Девушка бежала по галерее, сгорая от стыда и гнева, а вслед неслось:

— Не цепями приковала ты влюбленные сердца — каждым словом ты умеешь в них метать огонь и лед!.. огонь и лед! О златоуст Рудаки, слепец со зрячим сердцем! — как же хорошо ты знал женщин… Эй, постой! погоди! ты забыла сандалии!

И сандалии, брошенные сильной рукой, упали перед бегущей хирбеди.

2

Вечером посыльный ускакал в город с приказом: «Без главного советника не возвращаться!»

Гургин явился настолько быстро, что у поэта закралось подозрение: старик все-таки настоящий колдун и примчался сюда в летающем кувшине. Или все это время торчал под дворцовыми воротами. Ждал вызова. А заодно подслушивал и собирал сплетни. Интересно, он успел переговорить со своей защитницей Нахид, оскорбленной в лучших чувствах?

И если да, то к каким умозаключениям пришел?!

Однако вдаваться в расспросы Абу-т-Тайиб не стал.

— Распорядись, чтобы мне принесли другую одежду. Караванщика или ремесленника средней руки, что ли… Да и сам переоденься. Мы отправляемся в город. Вдвоем, — поэт стоял над распростертым ниц стариком и ждал возражений.

Но возражений не последовало.

— Внимание и повиновение! — отозвался хирбед с пола, вскочил, как змеей ужаленный, и вихрем умчался выполнять приказание.

«Виделся-таки с нашей красавицей, хитрец бородавчатый! — уверился поэт, гордо подкручивая ус. — Знает, что за упрямство бывает… а ну как раздену, да не в покоях, а прямо на майдане!»

Бахвальство утешало, делая жизнь лже-шаха вполне сносной. Но мудрецы полагают, что грешника Аллах сперва помещает в рай, дабы после геенна показалась несчастному во сто крат горше! Если мудрецы правы…

Возвращение мага избавило Абу-т-Тайиба от грустных мыслей.

Принесенная одежда оказалась выше всяческих похвал: добротный, но несколько поношенный чекмень, волчья джубба, похожий на воронье гнездо малахай с космами назатыльника; шаровары подшиты сзади кожей, для удобства в скачке, и растоптанные сапоги выглядят еще вполне крепкими…

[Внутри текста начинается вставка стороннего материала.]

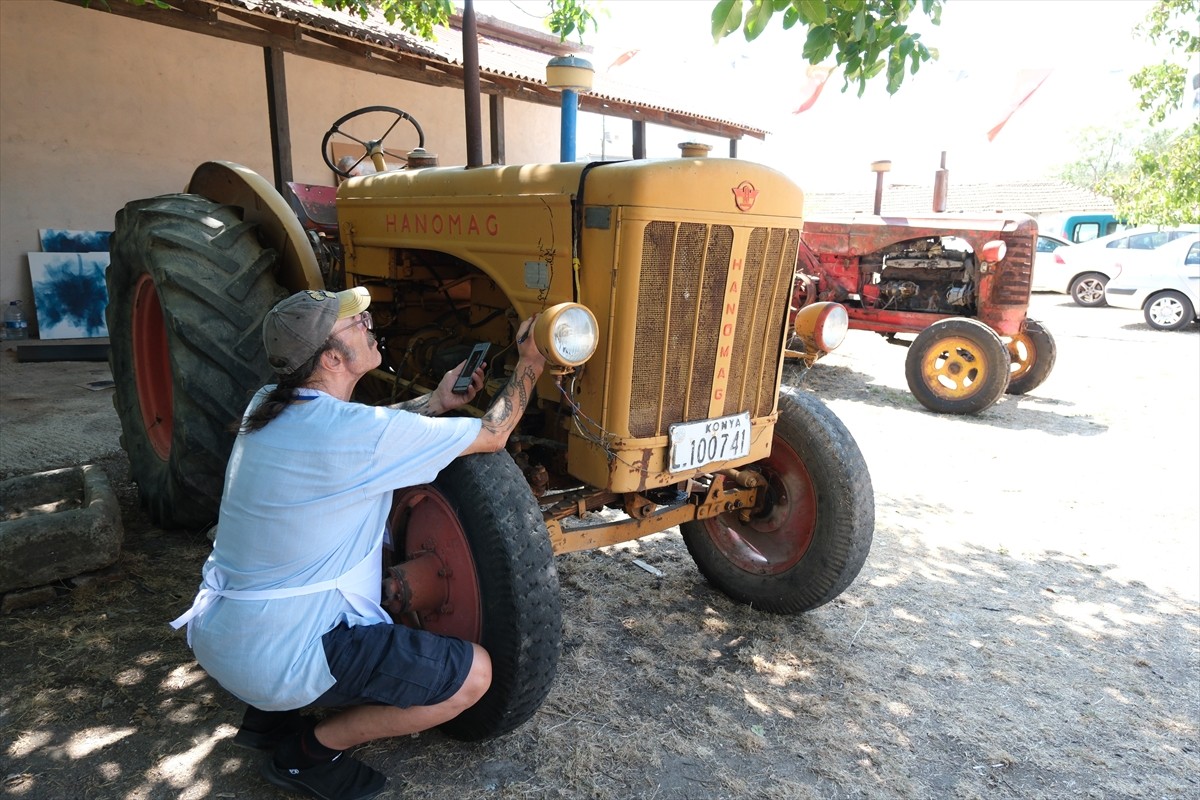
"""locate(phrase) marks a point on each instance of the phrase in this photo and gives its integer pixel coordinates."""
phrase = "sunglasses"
(363, 319)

Обувка пришлась как раз впору — Гургин превзошел самого себя.

Да и маг преобразился: лохматая бурка поверх засаленного казакина и куколь из войлока-стеганки делали его почти неузнаваемым.

Так и подмывало кликнуть стражу и бросить проходимца в зиндан.

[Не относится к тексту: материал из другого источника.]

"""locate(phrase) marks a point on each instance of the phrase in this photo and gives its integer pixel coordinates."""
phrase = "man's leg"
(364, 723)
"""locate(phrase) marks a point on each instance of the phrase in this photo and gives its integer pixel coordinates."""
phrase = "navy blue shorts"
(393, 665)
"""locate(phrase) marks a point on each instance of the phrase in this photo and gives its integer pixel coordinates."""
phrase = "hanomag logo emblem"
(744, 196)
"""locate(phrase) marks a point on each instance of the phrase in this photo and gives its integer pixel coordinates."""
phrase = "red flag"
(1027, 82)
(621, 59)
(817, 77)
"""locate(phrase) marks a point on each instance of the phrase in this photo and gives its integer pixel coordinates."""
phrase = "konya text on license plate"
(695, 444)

— Молодец! — похвалил старца Абу-т-Тайиб, заворачивая в кушак шелковый кисет с горстью динаров.

Потом взгляд поэта скользнул по стене и мимо воли зацепился за тяжелый ятаган. Красавец-клинок просто молил с ковра: возьми! Да и отправляться в народ безоружным (нож-засапожник — не в счет) хотелось мало. Я вам не Харун Праведный! Впрочем, у Праведного в спутниках ходил его любимый палач, а мы по бедности магов таскаем…

— Скажи, Гургин, многие ли видели этот ятаган? И знают, что он принадлежит шаху?

— Немногие, владыка. Сей ятаган вообще крайне редко покидает шахские покои.

— Очень хорошо. Значит, по нему меня не смогут опознать в городе?

— По ятагану — не смогут, — маг задержался с ответом, но Абу-т-Тайиб не обратил внимание на задержку.

Он бережно снимал оружие со стены. И думал, что надо будет вызвать хорошего мечника: сбить с рукояти драгоценную мишуру.

Рубинам место в оправе перстней.

— Надеюсь, во дворце отыщется какая-нибудь неприметная калитка, посредством которой мы выпустим на волю скакуна нашей затеи?

— Разумеется, мой шах. И не одна.

— Веди.

* * *

Кабир встретил их вечерней сутолокой и гомоном.

Вздохнув полной грудью, поэт с радостью окунулся в родную стихию. Ему даже на миг показалось, что он гуляет по Басре, славной пальмовыми рощами; вот сейчас они выйдут на площадь Мирбадан, где придется ввязаться в очередной диспут с каким-нибудь тайным манихейцем-еретиком — а после доводов и поношений, где острота рифм служила порой лучшим аргументом…

Абу-т-Тайиб никогда не думал, что ему так будет недоставать всего этого.

Они с Гургином заходили в лавки, приценивались к товарам, причем поэт то и дело яростно торговался из-за какой-нибудь безделицы вроде бронзовой пряжки или вышитого кисета. Гургин больше молчал, лишь время от времени бросал язвительные реплики, хмурясь и норовя уйти — чем сбивал цену ничуть не хуже, а то и лучше Абу-т-Тайиба. Такой Гургин нравился поэту куда больше, и вскоре он проникся к старцу искренней симпатией: спутник из жреца получился хоть куда! За словом в сапог не лезет!